After 1–3 days there follows increasing tachypnoea and respiratory distress. The chest is often overexpanded.
Auscultatory signs are very variable: fine inspiratory crackles are often heard early, becoming coarser during recovery; expiratory wheeze is often present, initially high-pitched, with prolonged expiration.
Respiratory distress may be mild, moderate or severe.
Fever of 38.5°C or greater is seen in about 50% of infants with bronchiolitis.
Apnoea may be the presenting feature, especially in very young, premature or low-birthweight infants. It often disappears, to be replaced by severe respiratory distress.
2: Scenarios of bronchiolitis
Four-month-old infant with mild bronchiolitis
“Jane”, a 4-month-old, previously well infant, presents to the general practitioner with 2 days of nasal congestion, feeding more slowly than usual but maintaining a normal urine output. She is afebrile, alert, interactive and not dehydrated, with bilateral crackles on chest auscultation. There is no chest-wall recession, a mildly elevated respiratory rate of 52 breaths per minute and she is pink in room air.
Jane has mild bronchiolitis and needs no pharmacological therapy.
Management: Jane’s parents are given an explanation of bronchiolitis and an information sheet about what to expect over the coming days.
It is important that they understand this information, and that they have a telephone and a car or access to transport.
Jane needs to be reviewed in 2–3 days.
Two-month-old infant with moderately severe bronchiolitis
“Henry” is a 2-month-old boy who presents with nasal congestion and poor feeding for 2 days. His mother comments that he has not had a wet nappy for at least 8 hours. Henry was born at term and has been thriving.
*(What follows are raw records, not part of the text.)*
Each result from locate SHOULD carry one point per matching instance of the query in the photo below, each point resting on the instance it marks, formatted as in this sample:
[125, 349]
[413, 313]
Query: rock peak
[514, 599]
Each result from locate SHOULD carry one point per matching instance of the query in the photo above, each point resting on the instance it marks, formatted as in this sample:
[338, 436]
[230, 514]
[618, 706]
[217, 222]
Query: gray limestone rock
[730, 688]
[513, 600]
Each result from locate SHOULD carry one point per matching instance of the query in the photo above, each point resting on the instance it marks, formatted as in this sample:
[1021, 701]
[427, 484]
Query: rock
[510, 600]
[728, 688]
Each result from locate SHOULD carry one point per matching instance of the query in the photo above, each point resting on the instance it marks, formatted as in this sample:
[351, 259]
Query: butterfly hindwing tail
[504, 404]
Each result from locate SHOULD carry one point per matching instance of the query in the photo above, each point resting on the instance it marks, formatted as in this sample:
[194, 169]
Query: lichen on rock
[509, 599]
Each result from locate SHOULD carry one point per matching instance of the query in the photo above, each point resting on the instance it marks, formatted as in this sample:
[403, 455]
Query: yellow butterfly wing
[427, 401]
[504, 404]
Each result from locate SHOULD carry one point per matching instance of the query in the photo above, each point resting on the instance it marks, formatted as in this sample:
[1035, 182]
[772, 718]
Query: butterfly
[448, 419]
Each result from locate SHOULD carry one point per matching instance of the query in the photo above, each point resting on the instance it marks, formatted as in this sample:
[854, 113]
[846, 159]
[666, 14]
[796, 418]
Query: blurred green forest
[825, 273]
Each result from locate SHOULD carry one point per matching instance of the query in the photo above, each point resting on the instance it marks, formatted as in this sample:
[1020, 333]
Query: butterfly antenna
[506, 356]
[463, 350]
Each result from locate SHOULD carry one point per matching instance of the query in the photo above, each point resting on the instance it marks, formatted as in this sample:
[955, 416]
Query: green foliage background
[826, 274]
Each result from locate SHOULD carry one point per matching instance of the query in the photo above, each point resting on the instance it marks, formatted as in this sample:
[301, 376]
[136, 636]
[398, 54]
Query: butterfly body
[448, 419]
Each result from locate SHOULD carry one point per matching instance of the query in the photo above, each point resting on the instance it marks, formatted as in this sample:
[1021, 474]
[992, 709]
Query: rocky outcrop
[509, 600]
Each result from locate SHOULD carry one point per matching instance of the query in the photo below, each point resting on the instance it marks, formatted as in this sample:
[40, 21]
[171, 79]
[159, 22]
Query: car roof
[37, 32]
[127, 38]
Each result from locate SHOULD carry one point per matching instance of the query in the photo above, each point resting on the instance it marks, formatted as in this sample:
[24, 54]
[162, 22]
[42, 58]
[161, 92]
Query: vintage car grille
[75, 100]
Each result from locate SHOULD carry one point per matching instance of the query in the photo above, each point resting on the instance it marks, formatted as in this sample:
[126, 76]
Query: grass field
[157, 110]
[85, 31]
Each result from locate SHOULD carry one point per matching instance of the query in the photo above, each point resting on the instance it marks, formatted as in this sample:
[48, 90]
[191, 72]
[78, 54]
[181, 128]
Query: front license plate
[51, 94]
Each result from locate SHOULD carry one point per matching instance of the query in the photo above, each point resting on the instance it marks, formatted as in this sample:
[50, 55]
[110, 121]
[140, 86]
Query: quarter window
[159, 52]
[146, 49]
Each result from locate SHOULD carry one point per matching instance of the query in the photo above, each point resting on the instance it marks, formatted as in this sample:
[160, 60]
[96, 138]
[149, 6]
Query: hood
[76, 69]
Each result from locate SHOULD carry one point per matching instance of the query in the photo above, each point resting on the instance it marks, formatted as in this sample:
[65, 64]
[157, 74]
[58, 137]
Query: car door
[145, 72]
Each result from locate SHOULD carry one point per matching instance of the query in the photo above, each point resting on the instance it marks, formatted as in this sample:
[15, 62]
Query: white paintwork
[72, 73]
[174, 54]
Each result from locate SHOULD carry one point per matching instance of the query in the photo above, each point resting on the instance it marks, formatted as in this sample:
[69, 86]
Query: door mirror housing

His older brother has had a cold over the last week. On examination Henry is tachypnoeic (respiratory rate of 68 breaths per minute), tachycardic (152 beats per minute) and mildly febrile (38.6°C). Although he appears pink in room air, his breathing is laboured, with considerable use of accessory muscles of respiration, and he has crackles in both lung fields audible on chest auscultation.
Henry has moderately severe bronchiolitis complicated by dehydration and a likely need for supplemental oxygen.
You inform the parents that he will need admission to hospital.
History of significant apnoea before assessment
Known structural cardiac anomaly, especially large left-to-right shunt (eg, ventricular septal defect)
Known pre-existing lung disease (eg, cystic fibrosis)
Chronological age less than 6 weeks
Significant prematurity (< 32 weeks) and/or chronic neonatal lung disease
Severe degree of respiratory distress or apnoea
Hypoxaemia (Spo2 < 93%)
Re-presentation to the emergency department within 24 hours
5: Level-of-evidence ratings17
This article uses evidence ratings simplified from the National Health and Medical Research Council’s level-of-evidence ratings
E1: Systematic review or meta-analysis of all relevant randomised controlled trials (RCTs)
E2: Well-designed RCTs
E3: Well-designed cohort or case–control studies
E4: Consensus opinion of the authors.